Sylvia Wong agrees. The lawyer-turned-hotelier owns and runs Amagansett’s 15-room Roundtree resort, which opened in the summer of 2020. This month, she’ll host the wedding of a couple whose nuptials were twice postponed because many of the bride’s beloveds lived oversees and faced similar travel hurdles.
“They sighed with relief that it’s actually happening,” Wong says. This summer, the Roundtree is booked for six weddings, most for between 200 and 250 guests and slated for May through June and September through October. (They’re spaced out enough to allow its lawns to recover.) Wong agrees that big-day spending has surged. “Typically, you just have a dance floor in the middle of the tent, but we have one couple who’s building one across the entire tent, and another that’s bringing their own furniture in,” she says.
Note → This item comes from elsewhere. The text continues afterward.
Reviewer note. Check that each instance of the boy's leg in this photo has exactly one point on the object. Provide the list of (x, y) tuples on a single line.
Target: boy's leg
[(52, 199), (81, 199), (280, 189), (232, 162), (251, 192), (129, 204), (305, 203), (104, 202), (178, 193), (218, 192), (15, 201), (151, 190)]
Another boho-chic couple has scheduled an entire weekend of spare-no-expense wedding festivities, including yoga sessions on the property, a farm-to-table supper and a late-night DJ.
And there’s a specific reason many NYC couples are opting for a wedding Out East this summer — at least according to officiant Sarah Ritchie. She just helmed a wedding for a Manhattan couple in Montauk, where the bride’s family has long spent summers. The couple struggled to secure a wedding license in the city, as the clerk’s office remains only sporadically open, a lockdown-era holdover.
“That administrative glitch can be a real challenge,” Ritchie says of nabbing the vital legal document. “It varies so much by locality, but it’s much easier out here than in the city.”
And easygoing is the new high maintenance when it comes to the fanciest weddings, a vibe shift that Topiaire’s Meaney has experienced firsthand: Floral displays are less formal, and more eclectic, with brides much less insistent on identical arrangements for every surface. “They’ve gotten a whole lot more chill after everything that’s happened, which is much more enjoyable to work with,” she laughs. “Everyone has let go a little bit. They’re just so happy they’re having a big wedding at all.”